MAYBE, THE PRIME?MINISTER is not! But we cannot help but note his generous helping of the overused 1 Corinthians 13:11.
We have no doubt that when Freundel Stuart was a child he “spake as a child, understood as a child and thought as a child”, and now that he is a man has “put away all childish things”. There will be no games with the general election date. Says Mr Stuart: “I really am no part of that childishness.”
And that is the calling of elections “in this Westminster charade” – “some kind of game” that seeks to catch the people off guard. And we thought it was the Opposition that Prime Ministers sought to confound!
Leader of the Opposition Owen Arthur has been duly advised now that the next general election won’t be until the end of this present five-year term, and no amount of calling for an earlier date will be to any avail.
“If the people give you a mandate for five years and you tell them five years is too long,” argues the Prime Minister, “they should never give you another one.”
No playing around with Mr Stuart!
But we wonder about his take on the Eager Eleven. The Prime Minister cries:?“No evidence.”
There was and is no proof “available to me that there was an attempted coup in Government”, an adamant Mr Stuart says.

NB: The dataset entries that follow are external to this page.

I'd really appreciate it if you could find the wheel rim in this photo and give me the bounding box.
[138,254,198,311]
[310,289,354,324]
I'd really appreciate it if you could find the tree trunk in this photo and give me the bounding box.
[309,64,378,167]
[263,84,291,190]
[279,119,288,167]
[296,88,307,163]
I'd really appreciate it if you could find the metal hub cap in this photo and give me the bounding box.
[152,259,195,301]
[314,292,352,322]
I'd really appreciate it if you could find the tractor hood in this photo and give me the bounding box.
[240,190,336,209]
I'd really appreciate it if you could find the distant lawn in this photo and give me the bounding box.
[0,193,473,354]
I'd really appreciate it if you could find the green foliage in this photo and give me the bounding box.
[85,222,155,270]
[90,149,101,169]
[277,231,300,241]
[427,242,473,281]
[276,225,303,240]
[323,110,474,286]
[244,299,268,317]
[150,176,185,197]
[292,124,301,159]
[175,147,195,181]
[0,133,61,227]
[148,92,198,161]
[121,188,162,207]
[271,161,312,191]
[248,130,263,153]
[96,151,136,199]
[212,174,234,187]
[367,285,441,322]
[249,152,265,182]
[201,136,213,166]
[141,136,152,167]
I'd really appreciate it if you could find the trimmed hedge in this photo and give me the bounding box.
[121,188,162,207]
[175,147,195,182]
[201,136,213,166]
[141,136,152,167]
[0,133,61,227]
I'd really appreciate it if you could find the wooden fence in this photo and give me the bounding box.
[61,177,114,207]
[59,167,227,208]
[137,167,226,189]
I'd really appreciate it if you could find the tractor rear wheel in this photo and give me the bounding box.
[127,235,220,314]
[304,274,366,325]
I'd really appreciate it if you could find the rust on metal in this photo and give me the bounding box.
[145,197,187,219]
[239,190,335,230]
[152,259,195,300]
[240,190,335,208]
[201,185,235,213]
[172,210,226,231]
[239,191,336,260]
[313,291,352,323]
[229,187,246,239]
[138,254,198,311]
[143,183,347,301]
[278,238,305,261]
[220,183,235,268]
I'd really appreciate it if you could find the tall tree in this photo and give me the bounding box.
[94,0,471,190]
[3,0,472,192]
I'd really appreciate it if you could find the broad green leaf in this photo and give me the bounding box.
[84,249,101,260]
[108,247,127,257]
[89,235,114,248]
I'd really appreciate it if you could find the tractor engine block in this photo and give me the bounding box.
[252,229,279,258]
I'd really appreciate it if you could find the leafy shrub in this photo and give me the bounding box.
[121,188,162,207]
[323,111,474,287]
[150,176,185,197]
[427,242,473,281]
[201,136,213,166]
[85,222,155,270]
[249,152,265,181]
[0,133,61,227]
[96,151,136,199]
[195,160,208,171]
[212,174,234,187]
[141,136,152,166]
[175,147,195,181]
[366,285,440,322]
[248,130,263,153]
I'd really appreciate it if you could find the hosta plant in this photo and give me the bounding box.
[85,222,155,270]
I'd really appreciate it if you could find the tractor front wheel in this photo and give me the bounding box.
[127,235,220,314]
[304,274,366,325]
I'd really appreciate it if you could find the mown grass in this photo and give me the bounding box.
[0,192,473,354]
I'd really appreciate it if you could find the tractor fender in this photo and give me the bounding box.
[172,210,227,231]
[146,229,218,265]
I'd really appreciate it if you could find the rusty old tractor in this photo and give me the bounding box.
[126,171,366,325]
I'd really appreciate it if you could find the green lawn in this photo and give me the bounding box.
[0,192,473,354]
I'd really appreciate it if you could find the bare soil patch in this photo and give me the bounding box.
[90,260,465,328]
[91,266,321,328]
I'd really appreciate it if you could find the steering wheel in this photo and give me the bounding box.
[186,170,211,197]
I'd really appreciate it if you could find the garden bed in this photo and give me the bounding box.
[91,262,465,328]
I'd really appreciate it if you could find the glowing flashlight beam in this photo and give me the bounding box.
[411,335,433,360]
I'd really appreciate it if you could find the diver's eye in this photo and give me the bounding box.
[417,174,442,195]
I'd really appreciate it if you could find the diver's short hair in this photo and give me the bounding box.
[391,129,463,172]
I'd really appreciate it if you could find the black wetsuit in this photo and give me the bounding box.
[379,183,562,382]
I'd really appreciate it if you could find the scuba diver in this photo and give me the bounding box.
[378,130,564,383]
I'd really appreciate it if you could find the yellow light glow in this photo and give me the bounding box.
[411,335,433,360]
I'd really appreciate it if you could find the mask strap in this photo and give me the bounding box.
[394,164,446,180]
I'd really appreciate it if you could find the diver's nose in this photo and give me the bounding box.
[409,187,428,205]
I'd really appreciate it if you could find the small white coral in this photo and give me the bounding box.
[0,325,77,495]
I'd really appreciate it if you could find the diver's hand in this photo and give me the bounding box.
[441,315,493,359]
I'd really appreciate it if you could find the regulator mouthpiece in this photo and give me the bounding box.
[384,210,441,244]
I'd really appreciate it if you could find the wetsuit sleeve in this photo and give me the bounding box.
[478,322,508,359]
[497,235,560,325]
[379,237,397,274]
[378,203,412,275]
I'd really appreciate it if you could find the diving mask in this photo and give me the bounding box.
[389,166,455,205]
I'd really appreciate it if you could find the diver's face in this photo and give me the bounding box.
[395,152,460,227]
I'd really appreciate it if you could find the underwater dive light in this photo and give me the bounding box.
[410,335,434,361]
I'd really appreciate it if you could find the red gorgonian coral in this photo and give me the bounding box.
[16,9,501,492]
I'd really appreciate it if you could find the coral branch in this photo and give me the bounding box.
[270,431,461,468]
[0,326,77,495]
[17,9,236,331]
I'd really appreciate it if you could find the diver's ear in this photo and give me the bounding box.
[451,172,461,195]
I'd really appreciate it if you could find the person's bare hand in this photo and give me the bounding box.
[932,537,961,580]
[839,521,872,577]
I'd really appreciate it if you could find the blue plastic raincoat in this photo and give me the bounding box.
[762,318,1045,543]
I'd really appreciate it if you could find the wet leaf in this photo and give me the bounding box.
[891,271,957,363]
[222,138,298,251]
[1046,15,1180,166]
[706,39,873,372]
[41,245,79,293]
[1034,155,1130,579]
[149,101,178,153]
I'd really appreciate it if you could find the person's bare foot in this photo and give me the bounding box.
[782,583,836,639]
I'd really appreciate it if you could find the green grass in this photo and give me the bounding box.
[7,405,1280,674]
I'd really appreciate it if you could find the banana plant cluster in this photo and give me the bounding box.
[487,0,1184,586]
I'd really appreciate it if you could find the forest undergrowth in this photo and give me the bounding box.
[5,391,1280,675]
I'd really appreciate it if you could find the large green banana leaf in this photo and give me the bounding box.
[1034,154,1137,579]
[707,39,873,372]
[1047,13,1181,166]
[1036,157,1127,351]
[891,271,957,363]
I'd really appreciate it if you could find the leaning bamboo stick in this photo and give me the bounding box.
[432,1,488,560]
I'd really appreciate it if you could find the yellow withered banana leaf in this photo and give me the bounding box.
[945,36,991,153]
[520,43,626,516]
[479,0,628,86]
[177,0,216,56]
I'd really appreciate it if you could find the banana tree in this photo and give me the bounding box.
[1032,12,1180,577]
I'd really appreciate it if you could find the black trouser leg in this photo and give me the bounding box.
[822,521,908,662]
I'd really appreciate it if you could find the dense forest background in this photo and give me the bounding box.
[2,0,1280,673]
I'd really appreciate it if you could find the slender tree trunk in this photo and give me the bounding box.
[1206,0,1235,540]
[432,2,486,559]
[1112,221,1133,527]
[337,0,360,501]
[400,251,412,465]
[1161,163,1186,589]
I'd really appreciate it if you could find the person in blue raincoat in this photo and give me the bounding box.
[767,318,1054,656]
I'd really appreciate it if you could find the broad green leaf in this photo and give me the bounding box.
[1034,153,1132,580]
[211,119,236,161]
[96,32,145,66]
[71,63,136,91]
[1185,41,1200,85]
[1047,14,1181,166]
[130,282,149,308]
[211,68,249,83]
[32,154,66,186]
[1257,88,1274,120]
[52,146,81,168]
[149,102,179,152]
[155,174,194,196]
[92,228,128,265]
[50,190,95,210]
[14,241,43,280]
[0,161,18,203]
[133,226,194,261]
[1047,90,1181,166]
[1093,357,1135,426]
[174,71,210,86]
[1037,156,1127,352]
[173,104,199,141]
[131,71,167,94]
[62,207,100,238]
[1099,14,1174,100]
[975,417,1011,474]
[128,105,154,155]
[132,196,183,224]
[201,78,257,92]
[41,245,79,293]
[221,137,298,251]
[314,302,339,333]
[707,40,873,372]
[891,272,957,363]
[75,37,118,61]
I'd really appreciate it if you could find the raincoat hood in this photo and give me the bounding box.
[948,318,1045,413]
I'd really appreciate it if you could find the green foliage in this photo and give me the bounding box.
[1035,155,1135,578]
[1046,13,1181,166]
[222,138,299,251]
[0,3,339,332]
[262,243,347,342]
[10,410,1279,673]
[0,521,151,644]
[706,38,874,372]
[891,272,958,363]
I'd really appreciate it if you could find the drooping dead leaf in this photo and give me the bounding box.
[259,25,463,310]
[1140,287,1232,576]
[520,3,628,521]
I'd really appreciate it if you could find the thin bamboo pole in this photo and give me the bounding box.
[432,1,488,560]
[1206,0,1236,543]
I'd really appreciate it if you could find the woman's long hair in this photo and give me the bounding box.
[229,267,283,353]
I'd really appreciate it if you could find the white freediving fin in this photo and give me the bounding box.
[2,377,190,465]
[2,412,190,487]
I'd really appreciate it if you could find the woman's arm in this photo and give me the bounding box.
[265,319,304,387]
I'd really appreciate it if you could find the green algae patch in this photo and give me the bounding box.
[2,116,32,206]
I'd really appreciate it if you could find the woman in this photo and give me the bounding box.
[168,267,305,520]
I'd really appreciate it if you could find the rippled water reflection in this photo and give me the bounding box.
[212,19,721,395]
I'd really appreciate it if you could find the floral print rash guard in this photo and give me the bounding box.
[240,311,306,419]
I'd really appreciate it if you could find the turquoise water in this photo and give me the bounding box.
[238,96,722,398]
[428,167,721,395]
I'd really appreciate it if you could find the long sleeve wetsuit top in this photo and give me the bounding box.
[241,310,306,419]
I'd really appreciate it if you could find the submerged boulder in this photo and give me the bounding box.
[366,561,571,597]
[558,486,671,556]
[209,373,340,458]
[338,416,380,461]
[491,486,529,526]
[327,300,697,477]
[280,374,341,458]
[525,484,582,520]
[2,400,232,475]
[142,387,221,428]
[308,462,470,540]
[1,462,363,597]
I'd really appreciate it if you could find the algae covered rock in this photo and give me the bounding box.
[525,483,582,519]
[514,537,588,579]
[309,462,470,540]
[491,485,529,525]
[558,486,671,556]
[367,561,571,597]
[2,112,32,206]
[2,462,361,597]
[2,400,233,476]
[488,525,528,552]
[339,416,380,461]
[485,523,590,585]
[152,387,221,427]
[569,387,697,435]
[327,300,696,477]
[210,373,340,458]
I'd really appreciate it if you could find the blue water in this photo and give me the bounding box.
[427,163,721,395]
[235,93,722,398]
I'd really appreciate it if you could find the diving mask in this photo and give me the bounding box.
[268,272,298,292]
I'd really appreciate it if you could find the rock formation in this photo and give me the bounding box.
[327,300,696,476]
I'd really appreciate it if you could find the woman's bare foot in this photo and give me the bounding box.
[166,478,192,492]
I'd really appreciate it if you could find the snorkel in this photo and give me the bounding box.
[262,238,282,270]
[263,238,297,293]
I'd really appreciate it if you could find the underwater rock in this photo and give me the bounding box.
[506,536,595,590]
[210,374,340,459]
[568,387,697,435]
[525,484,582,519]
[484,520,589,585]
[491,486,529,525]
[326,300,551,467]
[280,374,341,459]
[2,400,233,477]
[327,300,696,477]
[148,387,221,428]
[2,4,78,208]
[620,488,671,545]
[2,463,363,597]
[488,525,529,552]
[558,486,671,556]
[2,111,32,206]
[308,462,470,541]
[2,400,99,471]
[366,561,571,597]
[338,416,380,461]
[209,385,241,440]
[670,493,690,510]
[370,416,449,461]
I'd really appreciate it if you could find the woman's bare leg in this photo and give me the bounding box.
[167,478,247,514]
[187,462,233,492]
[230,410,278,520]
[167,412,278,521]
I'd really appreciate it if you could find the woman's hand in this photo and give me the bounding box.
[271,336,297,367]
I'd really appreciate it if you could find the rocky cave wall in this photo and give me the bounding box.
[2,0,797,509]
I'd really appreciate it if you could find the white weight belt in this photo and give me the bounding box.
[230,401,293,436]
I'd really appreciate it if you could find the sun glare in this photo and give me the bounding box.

We note again that while in the absence of “proof” the Prime Minister obliquely pooh-poohs the notion of an Eager Eleven, he steers clear of any allusion to an actual request by Cabinet members for a meeting of minds on leadership and public perception.
Were we not reasonably led to believe these concerned ministers only wanted to talk – concession to which was immersed in tardiness. Minister of Finance Chris Sinckler had intimated as much in an exclusive Big Interview with the SUNDAY?SUN.
Nevertheless, in this season of good cheer it is pleasing that no heads will roll – whether the Prime Minister used the actual words or not. We can accept that he stated “if there was an attempted coup, the laws of history would apply: if the coup succeeded, the person at whom it was aimed would lose his neck, and if it failed the people who attempted the coup would lose theirs”.
But we fail to see how one who loses his neck can still have it firmly affixed to the trunk of his body, or by a stroke of fortune have it balanced on his shoulder, or even by greater luck have it firmly clasped in his hand.
Still, it is heartening to know the Prime Minister leads a Government that is united, a party bent on carrying out the undertakings of its manifesto. We would expect nothing less.